For art connoisseurs in search of a new flame, Wheatbaker Hotel is the choice destination since the Brussels-based artist, Obi Okigbo arrived on the Nigerian art scene late last year. With its title, “Convergence”, the show is a comeback of sorts for Okigbo who has on parade 50 paintings and drawings on paper, canvas, linen and silk as curated by SMO Contemporary Art.

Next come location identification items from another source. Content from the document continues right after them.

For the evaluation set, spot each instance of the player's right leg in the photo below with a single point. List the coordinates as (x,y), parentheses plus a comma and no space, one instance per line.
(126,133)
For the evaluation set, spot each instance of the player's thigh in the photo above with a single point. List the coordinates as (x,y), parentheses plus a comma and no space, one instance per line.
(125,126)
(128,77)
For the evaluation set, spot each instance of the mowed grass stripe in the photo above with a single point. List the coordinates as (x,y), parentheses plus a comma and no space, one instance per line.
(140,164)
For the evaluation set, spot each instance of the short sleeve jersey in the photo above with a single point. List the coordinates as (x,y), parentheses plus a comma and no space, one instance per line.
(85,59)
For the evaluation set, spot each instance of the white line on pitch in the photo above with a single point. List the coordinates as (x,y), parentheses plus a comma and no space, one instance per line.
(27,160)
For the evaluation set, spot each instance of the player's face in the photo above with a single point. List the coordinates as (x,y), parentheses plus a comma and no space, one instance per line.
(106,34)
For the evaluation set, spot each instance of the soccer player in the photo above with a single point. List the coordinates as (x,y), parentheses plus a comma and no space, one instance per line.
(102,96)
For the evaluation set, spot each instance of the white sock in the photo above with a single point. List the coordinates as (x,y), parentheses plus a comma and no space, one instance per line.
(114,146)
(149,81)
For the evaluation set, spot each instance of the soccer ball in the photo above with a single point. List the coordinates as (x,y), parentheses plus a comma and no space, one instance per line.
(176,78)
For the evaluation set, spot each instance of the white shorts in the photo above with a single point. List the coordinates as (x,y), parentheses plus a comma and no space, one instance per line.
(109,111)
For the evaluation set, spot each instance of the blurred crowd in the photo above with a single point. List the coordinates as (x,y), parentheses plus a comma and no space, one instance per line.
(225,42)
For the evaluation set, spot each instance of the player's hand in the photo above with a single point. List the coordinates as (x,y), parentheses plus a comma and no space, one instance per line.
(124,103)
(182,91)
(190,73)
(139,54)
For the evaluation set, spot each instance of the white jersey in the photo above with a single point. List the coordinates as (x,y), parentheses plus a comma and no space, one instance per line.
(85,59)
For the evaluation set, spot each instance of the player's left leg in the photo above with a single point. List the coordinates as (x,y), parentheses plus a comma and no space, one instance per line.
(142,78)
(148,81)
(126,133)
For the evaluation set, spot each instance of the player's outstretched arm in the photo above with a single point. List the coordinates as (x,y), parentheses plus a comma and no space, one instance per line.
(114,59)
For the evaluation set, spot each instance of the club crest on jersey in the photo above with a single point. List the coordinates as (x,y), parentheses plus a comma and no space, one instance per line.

The exhibition mirrors the artist’s fascination with how belief systems, behavioral patterns, and aesthetic values have been influenced by ancient art and mythology from different cultures and eras. Okigbo’s experimentation with delicate paintings using Indian ink and pigment reflectuniversal themes of transcendence. Her powerful portraits of heroes of African descent are “a celebration of collective memory, the archetypal quest for the Self and the truth of our existence.”

Okigbo grew up in Nigeria, and practiced architecture in London, Rome and Paris before moving to Brussels in 1995, where she became a full time studio artist. Asides Nigeria, she has showcased her works in United Kingdom, Dubai and Belgium. In 2005, she established the Christopher Okigbo Foundation which focuses on researching and preserving the legacy of her late father, the poet Christopher Okigbo. Convergence is Okigbo’s second major solo exhibition in Nigeria since 2003.

“We are pleased to host the culturally significant works of Obi Okigbo in what can only be described as a well-timed homecoming for the artist,” said Mosun Ogunbanjo, Director of the Wheatbaker. “Obi’s Convergence presents fascinating portraits of the who-is-who of heroes of African descent along the hotel’s corridor’s providing not just fantastic art, but a veritable history lesson for our esteemed guests.”

“Obi Okigbo’s creativity is a visual Convergence of global mythology, literature, philosophy, and culture presented on a rich tapestry of art,” said Sandra Mbanefo Obiago, the exhibition curator and founder of SMO Contemporary Art. “By presenting her works alongside poetry by her late father, the famous poet Christopher Okigbo, she invites us to “step back into the belly of memory”, drawing from generational stories and personal experience spanning across time and space.

Okigbo is inspired by Italian Renaissance art, early Flemish masters of the 14th century, Mbari art and ideology, ink paintings by “Ohwon” Jang Seung-Ub and Shintao, the writings of Joseph Campbell and her father as well as Afro-beat, Funk and Hip-Hop.

The exhibition is supported by the Wheatbaker and sponsored by Louis Guntrum wines and runs till February 16.